Copyright 2007 by Laura Bennett

Photo by Charles from Pixabay.
Photo by Charles from Pixabay.

Hundreds of us were huddled under the arches, squeezed in, shoulder to shoulder. Those nearest the edges were struggling to balance, trying to keep every inch of their bodies dry. I felt water drop off my neighbour’s bag and stream down my arm.

It had happened so quickly. I was still waiting for my thoughts to catch up with my senses. As I was fighting off both fear and exhilaration, more and more people were trying to jostle their way under our much coveted shelter. Through the masses I could still see people dashing for cover outside, using whatever they were carrying as makeshift umbrellas - soggy newspapers and shiny handbags being the most popular choices. One rather ambitious father was attempting to shelter his young son under the fingers of his outstretched palm as they both jumped the overflowing roadside gutters, the child struggling to match his father’s strides. Still the rain was hammering down, turning into surging streams along the pavements right before our eyes. There was screaming from all directions and the echoes of glass shattering and tiles smashing in the distance.

August 20th is always a memorable day in Budapest. Hungary’s day of national celebration, it commemorates the day on which the relics of the first king of Hungary, St. Stephen, were transferred to the city of Buda. Traditionally this public holiday culminates with a magnificent fireworks display at 9pm in the nation’s capital.

I had been oblivious to this when planning my business trip to Budapest. I work in Study Abroad and the dates had been dictated by the arrival of the students for the start of the fall semester. It was only after the trip had been organised that I happily realised my visit would coincide with this annual event. Due to arrive in the early evening I hoped that I would be able to get to my riverside hotel in time to see the highlight of the day in its full splendour.

My flight left London on time but we were a little late arriving at Budapest’s Ferihegy airport due to some extreme turbulence caused, according to the pilot, by some particularly dense storms sitting over Eastern Europe. At the transfer shuttle desk I was told there would be a worryingly imprecise wait of “up to an hour” as they were short of drivers because of the public holiday. Certain areas of the city centre had also been closed off to traffic due to the festivities, but they promised to get me as near to my hotel as possible. Having never visited the city before this made me a little anxious but I had a map with me so I assured myself instinct would kick-in and I would find it in the end.

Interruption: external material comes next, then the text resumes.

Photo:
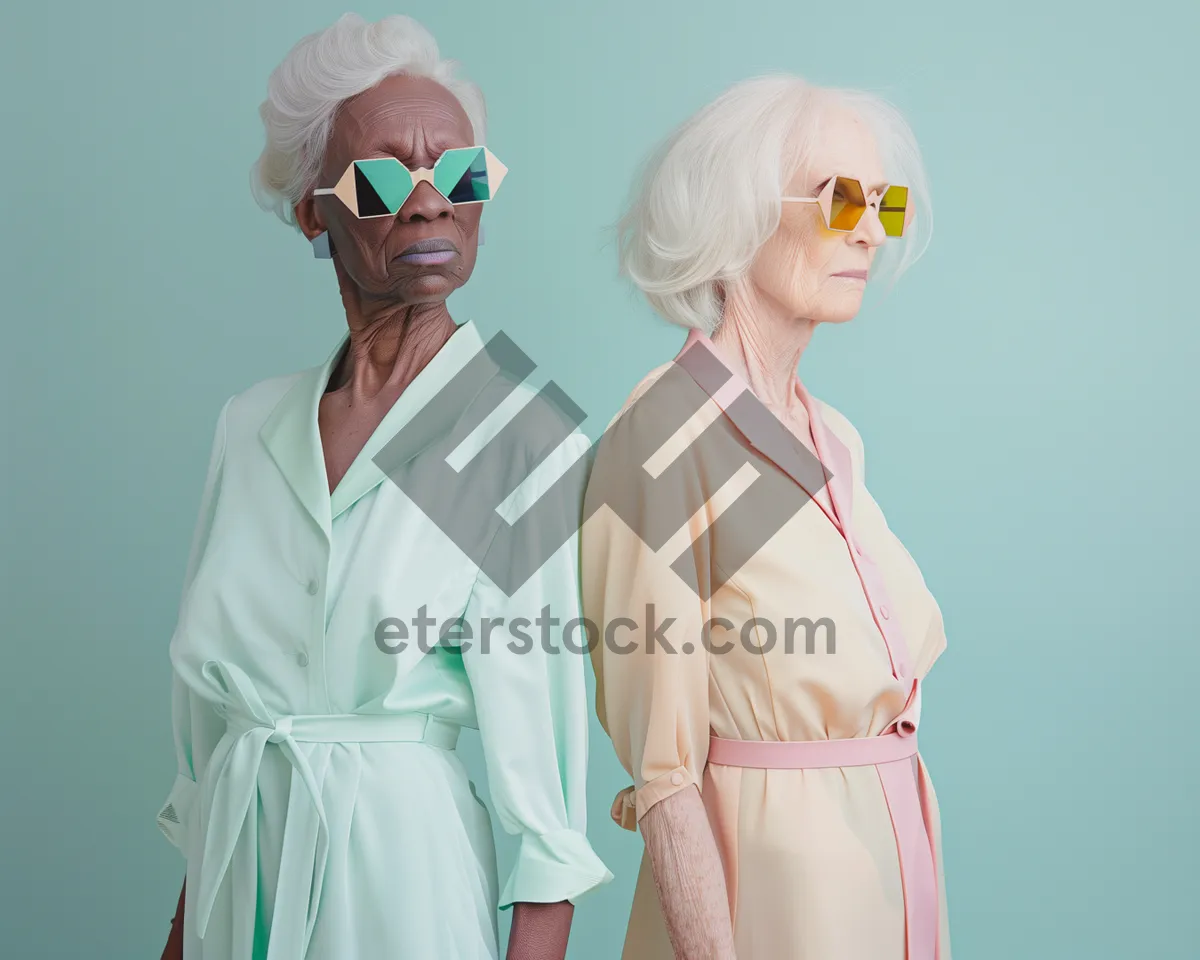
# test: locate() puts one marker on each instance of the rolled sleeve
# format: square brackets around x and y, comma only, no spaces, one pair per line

Eventually the shuttle arrived. It was packed full with impatient business men and curious tourists who, like me, by this time had been waiting for well over an hour. As we drove through the suburbs towards the city centre I saw flashes of light in the sky and, in passing, wondered whether the fireworks had started a little early, by now it was getting closer to 9pm. Lost in the music of my i-pod, my mind was elsewhere until we began the intermittent stops to unload my fellow passengers and their bulky luggage at their respective accommodations. Peering through the tinted glass, I could make out the crowds of people, all hurrying in the same direction as the hour of the great firework display drew ever closer. As always seems to be the case in these situations, the group dwindled around me and I was left trying to get my bearings through the rear window. Eventually, just before 9 o’clock, the driver motioned towards the only other remaining passenger and myself - the time had come for us to strike out on our own. I looked around for something that would trigger some kind of recognition, but could only see the flashing neon signs of hotels which were not mine, and a large traffic intersection which was unnaturally teeming with pedestrians, having been cordoned off to traffic.

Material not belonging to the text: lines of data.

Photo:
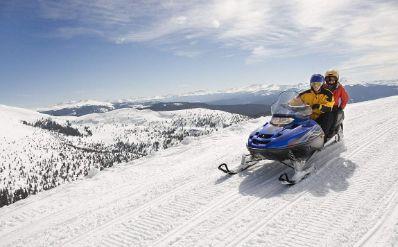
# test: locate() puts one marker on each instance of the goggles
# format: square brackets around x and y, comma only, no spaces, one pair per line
[330,79]
[316,84]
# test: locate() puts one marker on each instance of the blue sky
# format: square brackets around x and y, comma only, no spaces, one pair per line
[56,51]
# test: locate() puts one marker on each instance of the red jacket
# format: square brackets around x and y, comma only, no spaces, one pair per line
[340,96]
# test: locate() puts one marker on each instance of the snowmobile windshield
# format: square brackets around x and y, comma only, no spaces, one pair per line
[289,104]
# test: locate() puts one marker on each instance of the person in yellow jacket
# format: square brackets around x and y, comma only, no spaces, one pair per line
[321,101]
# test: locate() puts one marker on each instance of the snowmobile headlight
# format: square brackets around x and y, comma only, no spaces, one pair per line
[280,121]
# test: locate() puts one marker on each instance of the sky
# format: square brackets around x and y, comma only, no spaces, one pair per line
[58,51]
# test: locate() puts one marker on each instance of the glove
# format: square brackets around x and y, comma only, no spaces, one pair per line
[315,106]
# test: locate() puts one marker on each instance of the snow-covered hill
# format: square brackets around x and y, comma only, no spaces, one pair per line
[234,100]
[177,197]
[33,159]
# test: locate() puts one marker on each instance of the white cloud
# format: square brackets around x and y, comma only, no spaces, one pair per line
[366,31]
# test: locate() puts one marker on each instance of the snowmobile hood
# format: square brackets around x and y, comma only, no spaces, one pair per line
[275,137]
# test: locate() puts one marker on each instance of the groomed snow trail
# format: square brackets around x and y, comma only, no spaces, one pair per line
[179,198]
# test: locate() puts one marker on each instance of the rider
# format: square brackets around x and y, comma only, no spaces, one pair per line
[340,95]
[321,101]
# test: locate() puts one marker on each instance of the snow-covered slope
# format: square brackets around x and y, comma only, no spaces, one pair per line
[177,197]
[33,159]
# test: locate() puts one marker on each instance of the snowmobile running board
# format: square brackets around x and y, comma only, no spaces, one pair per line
[224,168]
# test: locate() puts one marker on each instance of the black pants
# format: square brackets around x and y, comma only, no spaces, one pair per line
[326,120]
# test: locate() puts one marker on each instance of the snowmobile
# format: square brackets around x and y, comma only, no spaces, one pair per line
[290,137]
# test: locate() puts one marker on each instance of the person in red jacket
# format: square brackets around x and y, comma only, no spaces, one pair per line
[340,95]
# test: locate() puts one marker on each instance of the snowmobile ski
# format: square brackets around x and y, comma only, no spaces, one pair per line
[245,163]
[224,168]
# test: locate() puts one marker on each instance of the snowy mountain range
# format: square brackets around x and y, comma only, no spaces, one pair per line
[177,197]
[252,101]
[40,152]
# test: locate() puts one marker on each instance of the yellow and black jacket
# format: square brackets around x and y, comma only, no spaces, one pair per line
[323,101]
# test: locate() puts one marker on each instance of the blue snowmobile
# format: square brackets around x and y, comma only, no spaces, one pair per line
[291,137]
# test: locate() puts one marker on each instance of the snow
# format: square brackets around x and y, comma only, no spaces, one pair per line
[76,104]
[177,197]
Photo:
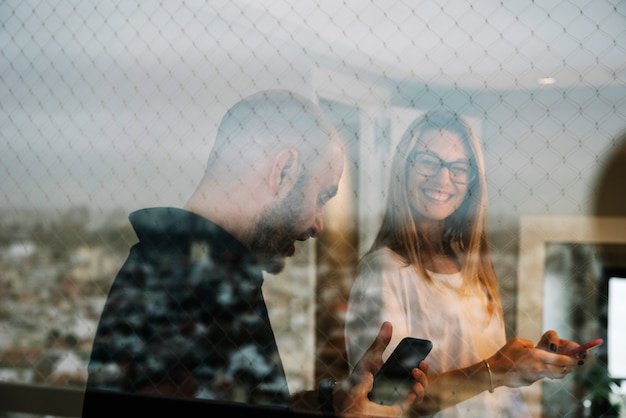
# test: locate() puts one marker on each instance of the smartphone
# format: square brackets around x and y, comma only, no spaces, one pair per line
[393,380]
[584,347]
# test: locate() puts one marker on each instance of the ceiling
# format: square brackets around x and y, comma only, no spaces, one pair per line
[475,44]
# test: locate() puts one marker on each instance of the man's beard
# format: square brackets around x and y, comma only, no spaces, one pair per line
[276,231]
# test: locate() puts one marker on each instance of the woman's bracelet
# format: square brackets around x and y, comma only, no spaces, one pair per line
[490,376]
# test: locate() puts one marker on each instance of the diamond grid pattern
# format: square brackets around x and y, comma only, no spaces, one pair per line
[108,107]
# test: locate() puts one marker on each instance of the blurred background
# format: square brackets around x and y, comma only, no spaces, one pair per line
[109,107]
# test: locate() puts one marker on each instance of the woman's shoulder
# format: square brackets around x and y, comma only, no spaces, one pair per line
[382,259]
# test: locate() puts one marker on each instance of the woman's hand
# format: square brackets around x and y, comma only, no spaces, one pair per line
[351,396]
[519,363]
[551,342]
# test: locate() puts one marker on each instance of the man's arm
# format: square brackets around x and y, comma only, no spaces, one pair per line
[350,397]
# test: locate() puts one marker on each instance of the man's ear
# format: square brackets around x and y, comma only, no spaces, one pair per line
[284,172]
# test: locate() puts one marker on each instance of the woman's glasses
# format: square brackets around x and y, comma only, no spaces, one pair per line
[429,164]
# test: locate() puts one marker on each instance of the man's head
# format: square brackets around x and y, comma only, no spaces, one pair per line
[275,164]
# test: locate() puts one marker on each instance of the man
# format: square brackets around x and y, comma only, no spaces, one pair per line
[185,317]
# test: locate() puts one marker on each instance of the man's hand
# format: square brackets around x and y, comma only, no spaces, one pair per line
[351,398]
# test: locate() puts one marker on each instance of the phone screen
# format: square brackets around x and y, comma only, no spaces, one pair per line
[393,380]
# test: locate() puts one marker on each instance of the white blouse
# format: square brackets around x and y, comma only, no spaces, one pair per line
[461,330]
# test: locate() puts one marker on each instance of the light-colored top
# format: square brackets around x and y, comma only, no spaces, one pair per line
[459,326]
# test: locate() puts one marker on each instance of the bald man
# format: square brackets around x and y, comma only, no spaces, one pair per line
[185,316]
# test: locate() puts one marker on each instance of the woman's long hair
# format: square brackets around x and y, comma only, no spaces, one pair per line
[464,232]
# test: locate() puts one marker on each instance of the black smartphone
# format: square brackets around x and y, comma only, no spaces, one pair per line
[393,380]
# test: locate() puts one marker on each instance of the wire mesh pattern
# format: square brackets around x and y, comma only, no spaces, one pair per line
[110,107]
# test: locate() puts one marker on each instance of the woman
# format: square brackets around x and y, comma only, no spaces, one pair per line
[429,272]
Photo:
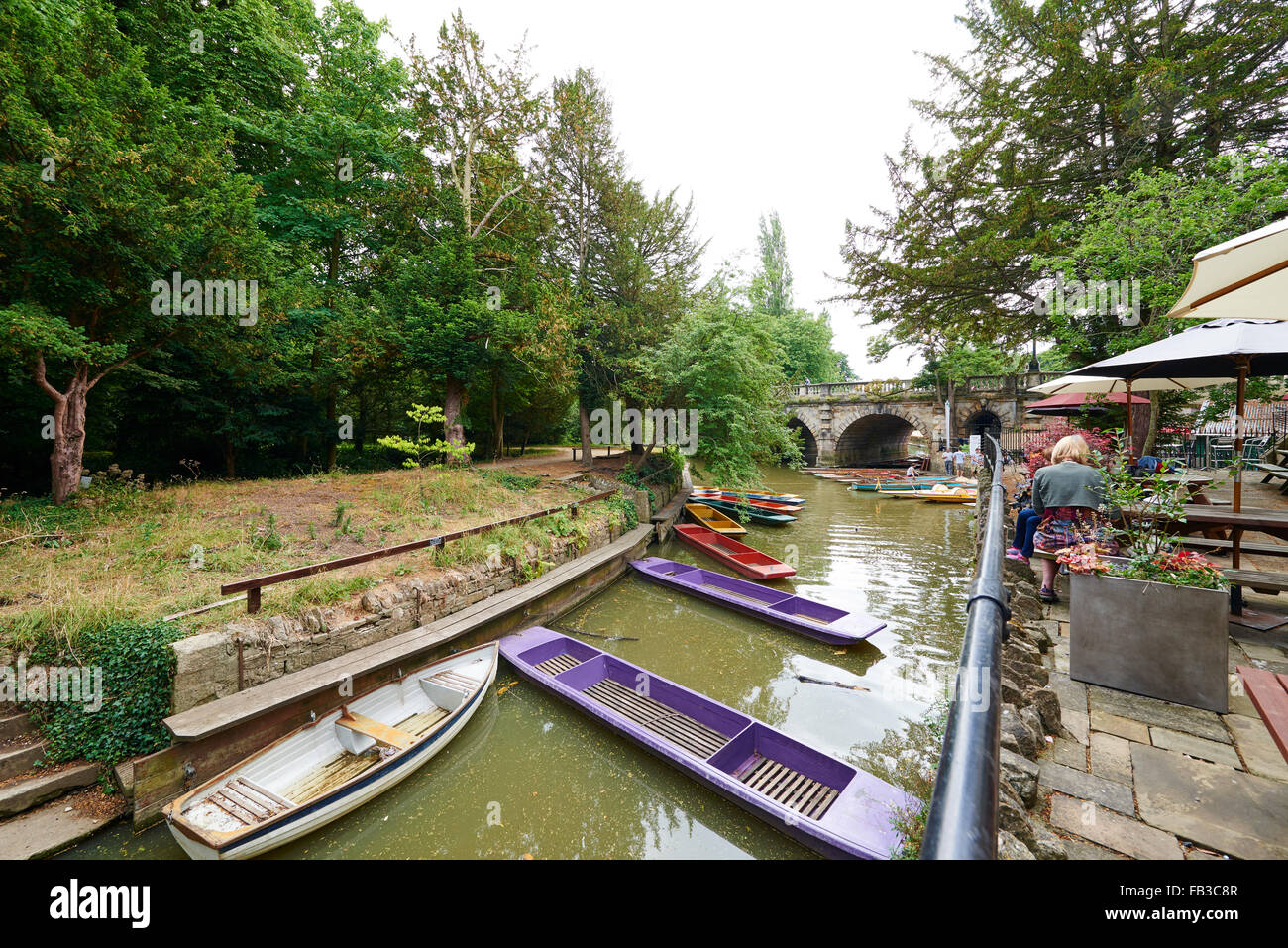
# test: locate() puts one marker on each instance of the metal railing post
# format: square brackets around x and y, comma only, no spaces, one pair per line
[962,819]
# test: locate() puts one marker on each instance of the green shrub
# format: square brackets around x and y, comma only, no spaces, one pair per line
[137,677]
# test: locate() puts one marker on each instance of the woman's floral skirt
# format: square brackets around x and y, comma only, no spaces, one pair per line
[1061,527]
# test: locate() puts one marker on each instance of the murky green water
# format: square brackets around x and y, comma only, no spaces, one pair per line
[529,776]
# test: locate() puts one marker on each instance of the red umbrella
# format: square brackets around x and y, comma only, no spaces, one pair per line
[1080,401]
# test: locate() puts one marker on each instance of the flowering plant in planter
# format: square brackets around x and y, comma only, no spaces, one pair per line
[1154,505]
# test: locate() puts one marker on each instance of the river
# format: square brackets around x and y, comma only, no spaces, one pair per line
[529,777]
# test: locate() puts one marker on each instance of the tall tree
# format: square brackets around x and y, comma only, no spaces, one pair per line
[107,185]
[476,117]
[1055,101]
[772,286]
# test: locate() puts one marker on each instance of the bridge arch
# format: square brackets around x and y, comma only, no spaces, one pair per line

I repeated the name of my hotel to the driver and he pointed in the direction of what I supposed to be the river. I set off, wheeling my small case behind me, as an increasingly persistent wind seemed to blow up out of nowhere. Hurrying down what looked like a main street, with all its shops safely closed and locked up, I recognised the sound of the first firework explosion. Knowing that I couldn’t be that far away I smiled to myself, thinking that I’d just make it to the hotel with time to enjoy most of the display. The wind whistled up the broad street, fiercely insistent. At the very moment that I realised that the weather had taken a turn for the worst, the first heavy drops began to fall from the sky.

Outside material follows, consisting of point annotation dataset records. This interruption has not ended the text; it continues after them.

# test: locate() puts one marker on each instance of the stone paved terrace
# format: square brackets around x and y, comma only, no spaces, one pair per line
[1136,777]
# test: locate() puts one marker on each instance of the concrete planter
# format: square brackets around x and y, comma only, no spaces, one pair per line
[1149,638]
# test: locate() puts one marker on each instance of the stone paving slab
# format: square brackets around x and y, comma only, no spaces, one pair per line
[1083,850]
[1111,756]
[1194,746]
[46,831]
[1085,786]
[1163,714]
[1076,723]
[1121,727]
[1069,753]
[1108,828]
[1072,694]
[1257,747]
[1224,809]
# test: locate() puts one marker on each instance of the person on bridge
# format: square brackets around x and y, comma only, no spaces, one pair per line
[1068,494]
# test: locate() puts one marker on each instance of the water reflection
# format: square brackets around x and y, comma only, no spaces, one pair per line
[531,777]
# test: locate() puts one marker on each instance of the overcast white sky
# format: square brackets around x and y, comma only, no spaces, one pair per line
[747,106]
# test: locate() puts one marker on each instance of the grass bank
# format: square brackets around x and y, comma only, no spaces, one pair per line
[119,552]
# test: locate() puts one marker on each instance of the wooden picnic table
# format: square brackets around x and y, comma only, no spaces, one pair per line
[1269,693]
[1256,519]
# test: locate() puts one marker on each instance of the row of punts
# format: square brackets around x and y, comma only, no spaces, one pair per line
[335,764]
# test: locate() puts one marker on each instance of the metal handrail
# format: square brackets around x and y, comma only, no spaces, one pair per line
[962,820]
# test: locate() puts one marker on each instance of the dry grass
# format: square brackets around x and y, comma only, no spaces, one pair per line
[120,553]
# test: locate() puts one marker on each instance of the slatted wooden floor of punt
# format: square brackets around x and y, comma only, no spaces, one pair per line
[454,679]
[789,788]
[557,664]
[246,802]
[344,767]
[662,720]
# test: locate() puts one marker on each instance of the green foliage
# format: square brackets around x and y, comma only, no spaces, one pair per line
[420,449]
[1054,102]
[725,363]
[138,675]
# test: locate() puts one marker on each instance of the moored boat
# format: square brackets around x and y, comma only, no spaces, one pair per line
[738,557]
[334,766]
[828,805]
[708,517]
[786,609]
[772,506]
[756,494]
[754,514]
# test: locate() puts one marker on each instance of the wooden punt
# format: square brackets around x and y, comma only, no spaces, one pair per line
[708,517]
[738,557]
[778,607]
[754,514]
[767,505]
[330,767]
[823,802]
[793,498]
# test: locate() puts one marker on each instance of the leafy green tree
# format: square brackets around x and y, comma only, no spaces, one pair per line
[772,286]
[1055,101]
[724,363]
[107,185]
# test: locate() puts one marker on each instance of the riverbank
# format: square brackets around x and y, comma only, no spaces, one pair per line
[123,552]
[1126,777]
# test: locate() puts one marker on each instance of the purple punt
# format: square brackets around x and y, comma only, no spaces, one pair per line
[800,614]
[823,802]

Lifting my suitcase I ran to the nearest shelter, taking care not to slip on the already treacherous pavements underfoot. As more and more people joined me undercover I waited for what must have been at least an hour. The hammering sound of the rain and deafening claps of thunder mingled with the bangs and flashes of the firework display which was carrying on stubbornly above us. There were occasional let-ups in the rain, but each time I began to consider getting myself together and trying to set out for the hotel the rain would lash down forcefully. Eventually I sensed that it was beginning to ease, bravely put up my flimsy umbrella and tentatively stepped out. People were still running all around me, mostly in the opposite direction to mine: away from the river. Fighting my way through, on more than one occasion I tried to turn down a side-street only to find that it was blocked with impassable puddles of water several feet deep. There was nowhere else for the water to go as the drainage system was by now well filled to capacity. I ploughed on, getting wetter and wetter, and increasingly concerned as I failed to find my destination. I wanted to stop and ask for directions but everyone seemed to be preoccupied with keeping dry and getting out of what was now beginning to feel like a war zone.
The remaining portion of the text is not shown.